Hotfoot after the wedding we cross the Channel in the company of Christina, Katie and the young folk.  They have a week in view chez nous and I am very excited to be welcoming my sister to our French home.  We all settle in rapidly and the children quickly discover the selection of riding toys under the small lean-to on the terrace.  The soundtrack to the ensuing week is to be that of wheels, wheels and more wheels performing circuits of the terrace.  The children never tire of this activity and when they are not wheeling, they are climbing in the mimosa tree.

The evening after our day of arrival Claire and Ty invite us to an American-style family BBQ: home made hamburgers, salad and some of Claire’s special cakes.  Our young adapt very quickly to the challenge of communicating with Emma and Matteo who are Solange’s children.  La soirée est genial!

The week whizzes by.  Chrissie and Katie enjoying retail experiences and go home with ideas and trophies.  Katie is shortly to move to her new home and we buy various items to add a French flavour.  We lose nearly two hours in the Saturday market!  Nick sits the children one evening so the three ladies can eat at Le Débarcadère; we all go for an entrecote and frites and there is live music from Klez sur mer, it being Traversées de Tatihou week.

All too soon it is time to board the ferry bound for Poole.  We have all had a good time and they will surely return.

The Duke gets his Duchess

Exactly a week after Tom and Delphine’s wedding we find ourselves attending the marriage of Henry and Rebecca.  The venue, St Audries Park Manor House, concentrates exclusively on weddings and it is a beautiful setting for a gathering of family and friends.  There is plenty of accommodation both in the manor itself and in the various outbuildings, such as the stables (nicely converted!) and a cottage, house, lodge and rectory in the grounds of the Estate.  This set up seems to be more popular these days, for those who do not require a religious marriage ceremony.  Guests may arrive the night before the Big Day, stay on site for the entire proceedings, and fall into bed when they are footsore from dancing into the small hours.

How lovely it was to catch up with Lis, Siobhan, Caitlin as well as the Duke clan.  Lis and her friend Susan had organised all the floral decorations which were amazing.  They have stumbled upon this task late in life, taken on as favours to Helenour and Henry, and by combining cut and potted flowers and plants they set up themed decorations in the various rooms and most notably in the Orangery where the marriage ceremony was held.

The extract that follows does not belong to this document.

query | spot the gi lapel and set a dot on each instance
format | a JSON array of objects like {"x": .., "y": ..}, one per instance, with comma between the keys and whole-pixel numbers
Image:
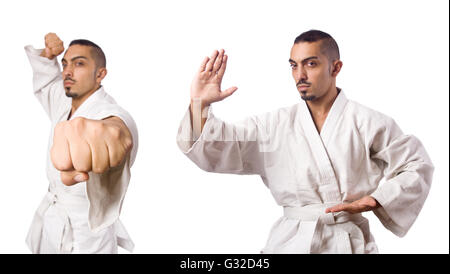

This was a perfect setting for a shades of Jane Austen ceremony and the bride and groom were dressed for the part.  Lis had introduced lots of potted Agapanthus and matching blue scabious which she and Susan would keep afterwards.  On the morning of departure it was quite a task to dismantle and load up the decorations ready for a prompt departure.   Some four vehicles were pressed into service.   It is a requirement of the venue that breakfast be taken between 9 and 9.30 a.m. with check out before 10.  In this way the conveyor belt process which enables a daily succession of weddings to take place is achieved!